Miejsce, którego dotknął, piecze pod welurem mojego stroju; dowód na to, że wcale mi się to nie przyśniło. Na myśl, że się do mnie odezwał, że mnie dopinguje, czuję przypływ dziwnej dumy. Z drugiej strony oznacza to, że nie postrzega mnie jako rywalki, inaczej życzyłby mi raczej niepowodzenia. Jego komentarz dotyka mnie do żywego, ale biorę się w garść. Ma w końcu rację: nie dorównuję mu. Jeszcze nie.
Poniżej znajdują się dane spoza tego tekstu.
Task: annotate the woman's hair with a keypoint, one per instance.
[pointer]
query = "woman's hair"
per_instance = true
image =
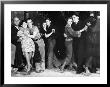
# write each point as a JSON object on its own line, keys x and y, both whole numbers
{"x": 69, "y": 18}
{"x": 22, "y": 22}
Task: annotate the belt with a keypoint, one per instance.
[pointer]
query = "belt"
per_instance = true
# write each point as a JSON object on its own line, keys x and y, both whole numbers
{"x": 68, "y": 39}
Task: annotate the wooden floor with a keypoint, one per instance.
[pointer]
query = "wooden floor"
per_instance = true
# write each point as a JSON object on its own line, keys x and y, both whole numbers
{"x": 55, "y": 73}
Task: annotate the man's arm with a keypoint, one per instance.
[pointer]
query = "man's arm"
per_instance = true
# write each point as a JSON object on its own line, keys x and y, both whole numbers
{"x": 36, "y": 34}
{"x": 48, "y": 35}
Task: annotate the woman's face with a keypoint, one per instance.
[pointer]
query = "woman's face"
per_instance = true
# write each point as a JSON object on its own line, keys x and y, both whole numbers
{"x": 29, "y": 23}
{"x": 75, "y": 18}
{"x": 16, "y": 21}
{"x": 24, "y": 25}
{"x": 69, "y": 21}
{"x": 48, "y": 22}
{"x": 44, "y": 25}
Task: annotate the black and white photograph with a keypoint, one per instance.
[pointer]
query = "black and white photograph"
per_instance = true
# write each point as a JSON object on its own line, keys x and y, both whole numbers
{"x": 55, "y": 41}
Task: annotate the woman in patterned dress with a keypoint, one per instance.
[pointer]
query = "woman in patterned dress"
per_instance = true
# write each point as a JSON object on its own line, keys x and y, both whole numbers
{"x": 28, "y": 46}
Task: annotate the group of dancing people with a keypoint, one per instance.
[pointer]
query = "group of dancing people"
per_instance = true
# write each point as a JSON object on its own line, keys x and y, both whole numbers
{"x": 82, "y": 43}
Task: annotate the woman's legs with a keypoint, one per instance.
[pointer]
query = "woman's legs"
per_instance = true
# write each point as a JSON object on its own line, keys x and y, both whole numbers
{"x": 69, "y": 51}
{"x": 28, "y": 57}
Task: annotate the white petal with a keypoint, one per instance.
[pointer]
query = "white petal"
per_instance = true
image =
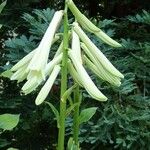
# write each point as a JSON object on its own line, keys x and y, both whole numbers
{"x": 52, "y": 64}
{"x": 98, "y": 69}
{"x": 31, "y": 85}
{"x": 96, "y": 52}
{"x": 74, "y": 73}
{"x": 40, "y": 58}
{"x": 76, "y": 46}
{"x": 47, "y": 86}
{"x": 86, "y": 80}
{"x": 23, "y": 61}
{"x": 20, "y": 74}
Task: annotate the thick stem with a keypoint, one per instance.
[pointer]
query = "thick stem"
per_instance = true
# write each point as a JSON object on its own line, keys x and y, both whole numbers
{"x": 61, "y": 135}
{"x": 76, "y": 116}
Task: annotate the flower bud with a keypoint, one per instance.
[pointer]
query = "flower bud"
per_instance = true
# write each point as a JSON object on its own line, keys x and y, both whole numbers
{"x": 96, "y": 52}
{"x": 47, "y": 86}
{"x": 89, "y": 26}
{"x": 39, "y": 60}
{"x": 76, "y": 46}
{"x": 86, "y": 80}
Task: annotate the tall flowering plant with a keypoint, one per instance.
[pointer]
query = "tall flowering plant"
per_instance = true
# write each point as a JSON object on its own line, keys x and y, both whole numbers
{"x": 36, "y": 68}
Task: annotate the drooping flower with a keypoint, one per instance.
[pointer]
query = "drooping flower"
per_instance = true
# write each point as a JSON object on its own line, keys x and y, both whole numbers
{"x": 75, "y": 46}
{"x": 34, "y": 82}
{"x": 40, "y": 58}
{"x": 98, "y": 68}
{"x": 47, "y": 86}
{"x": 89, "y": 26}
{"x": 33, "y": 64}
{"x": 86, "y": 80}
{"x": 96, "y": 52}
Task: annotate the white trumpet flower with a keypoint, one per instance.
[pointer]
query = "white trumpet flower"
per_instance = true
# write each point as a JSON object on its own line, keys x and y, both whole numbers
{"x": 96, "y": 52}
{"x": 47, "y": 86}
{"x": 98, "y": 69}
{"x": 74, "y": 73}
{"x": 89, "y": 26}
{"x": 86, "y": 80}
{"x": 76, "y": 46}
{"x": 34, "y": 82}
{"x": 20, "y": 74}
{"x": 40, "y": 58}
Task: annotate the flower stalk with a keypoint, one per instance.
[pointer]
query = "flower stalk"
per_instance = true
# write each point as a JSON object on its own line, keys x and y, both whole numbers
{"x": 61, "y": 134}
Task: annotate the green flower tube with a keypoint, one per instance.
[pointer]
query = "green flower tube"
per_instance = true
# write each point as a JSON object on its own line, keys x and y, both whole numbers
{"x": 89, "y": 26}
{"x": 96, "y": 52}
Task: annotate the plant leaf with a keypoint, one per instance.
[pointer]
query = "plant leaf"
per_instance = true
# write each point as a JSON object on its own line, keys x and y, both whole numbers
{"x": 2, "y": 6}
{"x": 8, "y": 121}
{"x": 87, "y": 114}
{"x": 55, "y": 111}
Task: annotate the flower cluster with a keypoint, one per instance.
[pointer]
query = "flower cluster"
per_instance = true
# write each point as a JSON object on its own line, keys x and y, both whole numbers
{"x": 35, "y": 67}
{"x": 92, "y": 57}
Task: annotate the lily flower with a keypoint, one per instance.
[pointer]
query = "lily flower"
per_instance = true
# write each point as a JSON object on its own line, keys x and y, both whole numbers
{"x": 89, "y": 26}
{"x": 33, "y": 64}
{"x": 98, "y": 69}
{"x": 76, "y": 46}
{"x": 47, "y": 86}
{"x": 34, "y": 82}
{"x": 96, "y": 52}
{"x": 86, "y": 80}
{"x": 74, "y": 73}
{"x": 40, "y": 58}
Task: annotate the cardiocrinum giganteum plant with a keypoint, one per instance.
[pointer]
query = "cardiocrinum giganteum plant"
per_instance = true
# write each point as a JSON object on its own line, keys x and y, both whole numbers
{"x": 36, "y": 68}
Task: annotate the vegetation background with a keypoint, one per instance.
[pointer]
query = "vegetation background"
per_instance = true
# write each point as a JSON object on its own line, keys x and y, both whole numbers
{"x": 121, "y": 123}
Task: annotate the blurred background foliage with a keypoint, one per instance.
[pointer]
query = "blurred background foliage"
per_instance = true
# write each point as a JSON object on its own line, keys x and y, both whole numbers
{"x": 121, "y": 123}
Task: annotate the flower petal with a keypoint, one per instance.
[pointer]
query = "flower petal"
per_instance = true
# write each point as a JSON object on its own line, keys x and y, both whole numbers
{"x": 47, "y": 86}
{"x": 86, "y": 80}
{"x": 96, "y": 52}
{"x": 76, "y": 46}
{"x": 40, "y": 58}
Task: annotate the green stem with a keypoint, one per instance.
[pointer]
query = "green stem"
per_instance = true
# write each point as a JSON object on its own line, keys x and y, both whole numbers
{"x": 76, "y": 116}
{"x": 61, "y": 135}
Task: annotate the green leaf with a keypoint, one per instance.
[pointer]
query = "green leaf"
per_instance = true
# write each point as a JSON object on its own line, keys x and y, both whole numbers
{"x": 4, "y": 142}
{"x": 68, "y": 93}
{"x": 68, "y": 111}
{"x": 71, "y": 145}
{"x": 2, "y": 6}
{"x": 55, "y": 111}
{"x": 8, "y": 121}
{"x": 6, "y": 74}
{"x": 87, "y": 114}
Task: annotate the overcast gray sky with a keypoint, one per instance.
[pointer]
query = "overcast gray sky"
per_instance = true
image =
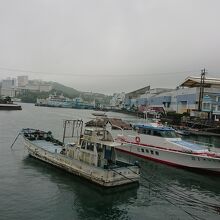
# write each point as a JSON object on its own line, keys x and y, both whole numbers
{"x": 110, "y": 46}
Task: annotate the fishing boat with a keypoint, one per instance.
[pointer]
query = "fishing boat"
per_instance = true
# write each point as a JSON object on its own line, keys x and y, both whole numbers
{"x": 161, "y": 143}
{"x": 93, "y": 157}
{"x": 7, "y": 104}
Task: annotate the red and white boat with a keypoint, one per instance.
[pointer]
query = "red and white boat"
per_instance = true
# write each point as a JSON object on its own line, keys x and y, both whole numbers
{"x": 160, "y": 143}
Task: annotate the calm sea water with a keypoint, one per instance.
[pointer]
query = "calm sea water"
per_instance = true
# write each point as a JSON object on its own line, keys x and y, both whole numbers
{"x": 31, "y": 189}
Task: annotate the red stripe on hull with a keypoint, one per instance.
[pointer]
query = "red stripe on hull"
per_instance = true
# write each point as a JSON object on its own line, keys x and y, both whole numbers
{"x": 170, "y": 163}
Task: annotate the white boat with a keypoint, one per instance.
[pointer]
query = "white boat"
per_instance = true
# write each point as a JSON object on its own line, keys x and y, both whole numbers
{"x": 160, "y": 143}
{"x": 93, "y": 157}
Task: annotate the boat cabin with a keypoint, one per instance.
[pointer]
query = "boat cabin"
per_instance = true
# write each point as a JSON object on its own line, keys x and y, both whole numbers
{"x": 96, "y": 147}
{"x": 160, "y": 131}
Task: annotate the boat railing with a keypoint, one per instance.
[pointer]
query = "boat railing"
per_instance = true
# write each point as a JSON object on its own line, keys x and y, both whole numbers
{"x": 203, "y": 143}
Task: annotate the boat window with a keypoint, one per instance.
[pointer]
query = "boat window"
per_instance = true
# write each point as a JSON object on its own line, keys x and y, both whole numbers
{"x": 169, "y": 134}
{"x": 99, "y": 147}
{"x": 90, "y": 146}
{"x": 157, "y": 133}
{"x": 88, "y": 132}
{"x": 83, "y": 146}
{"x": 148, "y": 131}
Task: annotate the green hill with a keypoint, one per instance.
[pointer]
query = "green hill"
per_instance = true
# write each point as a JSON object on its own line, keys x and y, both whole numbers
{"x": 67, "y": 92}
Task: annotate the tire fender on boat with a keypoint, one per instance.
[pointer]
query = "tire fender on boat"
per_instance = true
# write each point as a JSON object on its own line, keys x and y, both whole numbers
{"x": 137, "y": 139}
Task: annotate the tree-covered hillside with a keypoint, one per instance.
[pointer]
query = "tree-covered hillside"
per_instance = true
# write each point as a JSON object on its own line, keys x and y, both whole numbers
{"x": 31, "y": 97}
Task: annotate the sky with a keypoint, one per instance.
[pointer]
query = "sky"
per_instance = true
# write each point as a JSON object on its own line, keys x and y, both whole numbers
{"x": 110, "y": 46}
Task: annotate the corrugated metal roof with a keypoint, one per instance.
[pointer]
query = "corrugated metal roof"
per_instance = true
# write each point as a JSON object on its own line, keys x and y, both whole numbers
{"x": 192, "y": 81}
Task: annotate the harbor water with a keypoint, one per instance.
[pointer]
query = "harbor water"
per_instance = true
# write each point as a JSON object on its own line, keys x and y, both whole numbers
{"x": 31, "y": 189}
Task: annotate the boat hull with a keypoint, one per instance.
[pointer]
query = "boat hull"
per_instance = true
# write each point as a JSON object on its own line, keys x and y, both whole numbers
{"x": 173, "y": 158}
{"x": 103, "y": 177}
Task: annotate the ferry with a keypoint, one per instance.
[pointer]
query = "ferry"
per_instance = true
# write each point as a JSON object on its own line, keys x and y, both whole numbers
{"x": 161, "y": 143}
{"x": 93, "y": 157}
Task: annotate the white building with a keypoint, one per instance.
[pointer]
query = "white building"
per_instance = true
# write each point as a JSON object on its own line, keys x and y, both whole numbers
{"x": 118, "y": 100}
{"x": 8, "y": 87}
{"x": 22, "y": 81}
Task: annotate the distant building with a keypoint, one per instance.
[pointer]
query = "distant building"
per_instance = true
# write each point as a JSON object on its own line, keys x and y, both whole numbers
{"x": 22, "y": 81}
{"x": 8, "y": 87}
{"x": 118, "y": 100}
{"x": 185, "y": 98}
{"x": 35, "y": 86}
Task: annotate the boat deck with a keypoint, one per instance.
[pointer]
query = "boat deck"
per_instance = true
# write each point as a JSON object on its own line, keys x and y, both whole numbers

Któregoś dnia jednak to się zmieni.

Kiedyś stanę się jego rywalką.

Kiedyś pobiję jego rekord.

W mojej głowie nadal buzuje nieposkromiona euforia, gdy Walter, mój partner, w końcu się pojawia.

– Sorki, byłem w łazience – przeprasza, biorąc mnie za rękę.

Prowadzi mnie na lód, przybrawszy nieszczery uśmiech. Wiem, że nie mamy żadnych szans przeciw Orionowi i Harper, ale obiecuję sobie, że dzisiaj dam z siebie wszystko. Chcę, by Orion poznał moje nazwisko. Chcę, by dla odmiany to on oklaskiwał mnie, nieświadomy, że od lat jest dla mnie inspiracją, że marzę o byciu jego następczynią.

– Gotowa? – szepcze Walter, gdy stoimy w pozycji na środku lodowiska.

Biorę głęboki wdech, oczyszczając umysł i zapominając o świecie dokoła, wszystkich niecierpliwych widzach i dziennikarzach z kamerą na ramieniu.

– Zawsze.

Jeden wdech.

Drugi wdech.

Trzeci...

Moje ciało rusza nanosekundę przed muzyką. Zalewa mnie fala nowej determinacji, gdy moim krokom rytm zaczyna nadawać baśniowa melodia Chandelier1>. Chłodne powietrze opływa moje policzki i przenika dwukolorową perukę, podwiewa spódniczkę, gdy sunę po lodzie.

Nie zwracam już na nic uwagi, jest tylko harmonia między moim partnerem i mną. Jedziemy, tańczymy i latamy, jak ożywione marionetki żądne wolności.

Nasze idealnie wykonane figury wywołują oklaski, ale to mi nie wystarcza. Kreatywność i nienaganna technika to dla mnie za mało. Brakuje nam ryzyka, niebezpieczeństwa. Domagam się tego od miesięcy, ale Walter odmawia, woli spocząć na laurach. Ja chcę pokazać światu, do czego jestem zdolna.

W mojej piersi budzi się nieskrępowana pewność siebie. Przestaję kierować się rozsądkiem. A co, jeśli pozwolę sobie na więcej? To szaleństwo, które kosztować nas będzie podium – albo jedną z moich nóg – ale jestem przekonana, że i tak byśmy go nie zdobyli.

Moje usta rozciągają się w podekscytowanym uśmiechu, który przyciąga uwagę Waltera. Z odległości dostrzega zmianę w mojej posturze i widzę, jak blednie. Domyśla się, co zamierzam zrobić, o sekundę za późno.

Nie daję sobie czasu na zmianę zdania ani pochłonięcie przez strach. Uspokajam oddech i gotuję się do wybicia w powietrze. Robię salto w tył, mimo że ta figura została oficjalnie zakazana z uwagi na niebezpieczeństwo z nią związane. Na mistrzostwach została wykonana jedynie raz, przez Suryę Bonaly, której zawdzięcza swoją nazwę.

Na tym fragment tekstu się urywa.